2009-09-24 Thread David Fotland
 Tried CRAVE also, using 3x3 patterns as the context.  It didn't work.

David

 -Original Message-
 From: computer-go-boun...@computer-go.org [mailto:computer-go-
 boun...@computer-go.org] On Behalf Of Peter Drake
 Sent: Thursday, September 24, 2009 12:00 PM
 To: Computer Go
 Subject: [computer-go] Generalizing RAVE
 
 RAVE is part of a larger family of algorithms. In general we can use
 direct Monte-Carlo results (i.e., the move played directly from a
 node) to determine the probability of winning after playing such a
 move. The generalized RAVE (GRAVE?) family does this by including
 (usually with some discount) moves played on similar boards.

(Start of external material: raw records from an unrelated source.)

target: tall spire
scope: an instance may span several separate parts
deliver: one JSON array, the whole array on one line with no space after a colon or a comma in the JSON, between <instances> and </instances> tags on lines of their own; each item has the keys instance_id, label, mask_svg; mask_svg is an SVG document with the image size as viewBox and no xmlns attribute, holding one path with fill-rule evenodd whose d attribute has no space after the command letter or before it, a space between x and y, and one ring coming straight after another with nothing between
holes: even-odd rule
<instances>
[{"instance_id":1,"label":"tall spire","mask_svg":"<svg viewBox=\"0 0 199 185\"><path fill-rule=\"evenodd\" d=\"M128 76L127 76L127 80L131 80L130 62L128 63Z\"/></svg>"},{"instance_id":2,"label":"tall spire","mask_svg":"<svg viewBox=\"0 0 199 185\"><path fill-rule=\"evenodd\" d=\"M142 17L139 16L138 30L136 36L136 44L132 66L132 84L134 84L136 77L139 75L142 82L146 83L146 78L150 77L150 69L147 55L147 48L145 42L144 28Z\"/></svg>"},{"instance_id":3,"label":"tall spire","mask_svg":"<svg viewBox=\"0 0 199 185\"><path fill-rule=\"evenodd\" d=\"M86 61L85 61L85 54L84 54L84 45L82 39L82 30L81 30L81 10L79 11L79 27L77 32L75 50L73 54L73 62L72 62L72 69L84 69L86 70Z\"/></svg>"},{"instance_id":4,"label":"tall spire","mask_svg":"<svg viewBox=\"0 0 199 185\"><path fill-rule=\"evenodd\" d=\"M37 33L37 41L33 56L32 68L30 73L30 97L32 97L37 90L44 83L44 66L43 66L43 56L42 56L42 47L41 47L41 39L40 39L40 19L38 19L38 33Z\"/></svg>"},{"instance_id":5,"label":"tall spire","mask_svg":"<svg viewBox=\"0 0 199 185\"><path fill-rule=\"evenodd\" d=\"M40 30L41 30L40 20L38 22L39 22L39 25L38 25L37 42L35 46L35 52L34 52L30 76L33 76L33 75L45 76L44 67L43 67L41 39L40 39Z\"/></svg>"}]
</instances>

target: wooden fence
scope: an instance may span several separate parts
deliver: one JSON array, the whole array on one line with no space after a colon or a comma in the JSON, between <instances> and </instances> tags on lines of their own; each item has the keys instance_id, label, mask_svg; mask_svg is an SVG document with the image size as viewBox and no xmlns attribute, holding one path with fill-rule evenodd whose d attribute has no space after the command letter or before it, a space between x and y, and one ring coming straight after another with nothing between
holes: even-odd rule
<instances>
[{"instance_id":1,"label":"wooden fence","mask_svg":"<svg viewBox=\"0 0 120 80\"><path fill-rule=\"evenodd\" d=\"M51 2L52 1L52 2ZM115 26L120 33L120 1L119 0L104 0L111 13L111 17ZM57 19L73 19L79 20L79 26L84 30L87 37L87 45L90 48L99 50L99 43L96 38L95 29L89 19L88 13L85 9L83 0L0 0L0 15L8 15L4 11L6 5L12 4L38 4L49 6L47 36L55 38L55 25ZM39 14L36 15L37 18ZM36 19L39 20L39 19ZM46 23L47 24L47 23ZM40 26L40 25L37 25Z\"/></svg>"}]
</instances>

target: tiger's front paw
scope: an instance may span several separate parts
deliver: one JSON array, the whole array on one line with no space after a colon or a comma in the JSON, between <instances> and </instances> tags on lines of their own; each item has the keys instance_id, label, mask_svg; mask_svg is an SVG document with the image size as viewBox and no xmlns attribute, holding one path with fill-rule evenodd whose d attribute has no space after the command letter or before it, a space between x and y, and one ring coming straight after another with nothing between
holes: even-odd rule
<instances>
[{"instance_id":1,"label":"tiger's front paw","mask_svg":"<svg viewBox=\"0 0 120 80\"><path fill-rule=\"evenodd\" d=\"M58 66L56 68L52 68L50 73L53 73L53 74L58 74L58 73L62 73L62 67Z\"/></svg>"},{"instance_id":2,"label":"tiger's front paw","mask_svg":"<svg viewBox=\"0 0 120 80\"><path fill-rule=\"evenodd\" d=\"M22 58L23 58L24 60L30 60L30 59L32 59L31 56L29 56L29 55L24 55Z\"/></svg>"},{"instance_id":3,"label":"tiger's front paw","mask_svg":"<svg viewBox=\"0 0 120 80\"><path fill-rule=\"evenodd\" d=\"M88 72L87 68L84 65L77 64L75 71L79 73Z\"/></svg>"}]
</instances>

 Different algorithms in this family count different boards as similar:
 
 Basic MCTS (i.e., UCT) without a transposition table counts no other
 boards.
 
 A transposition table counts identical boards, i.e., those with the
 same stones on the board, player to move, simple ko point, and number
 of passes.
 
 AMAF counts all boards.
 
 RAVE counts boards that follow the current board in a playout.
 
 CRAVE (Context-dependent RAVE) counts boards where the neighborhood of
 the move in question looks similar. Dave Hillis discussed one
 implementation for this. I tried another; it works better than plain
 MCTS, but not as well as RAVE.
 
 NAVE (Nearest-neighbor RAVE) counts some set of boards which have a
 small Hamming distance from the current board. Literally storing all
 board-move pairs is catastrophically expensive in both memory and time.
 
 DAVE (Distributed RAVE) stores this information holographically,
 storing win/run counts for each move combined with each point/color
 combination on the board. Thus, there are a set of runs for when a2 is
 black, another for when e3 is vacant, and so forth. To find the values
 for a particular board, sum across the points on that board. This is
 too expensive, but by probing based on only one random point, I was
 able to get something that beats MCTS (but not RAVE).
 
 The following are left as exercises:
 
 http://www.onelook.com/?loc=rz4w=*avescwo=1sswo=1
 
 It's conceivable that some statistical machine learning technique
 (e.g., neural networks) could be applied, with the playouts providing
 data for the regression.
 
 The more I study this and try different variants, the more impressed I
 am by RAVE. Boards after the current board is a very clever way of
 defining similarity. Also, recorded RAVE playouts, being stored in
 each node, expire in an elegant way. It still seems that RAVE fails to
 exploit some sibling information. For example, if I start a playout
 with black A, white B, and white wins, I should (weakly) consider B as
 a response to any black first move.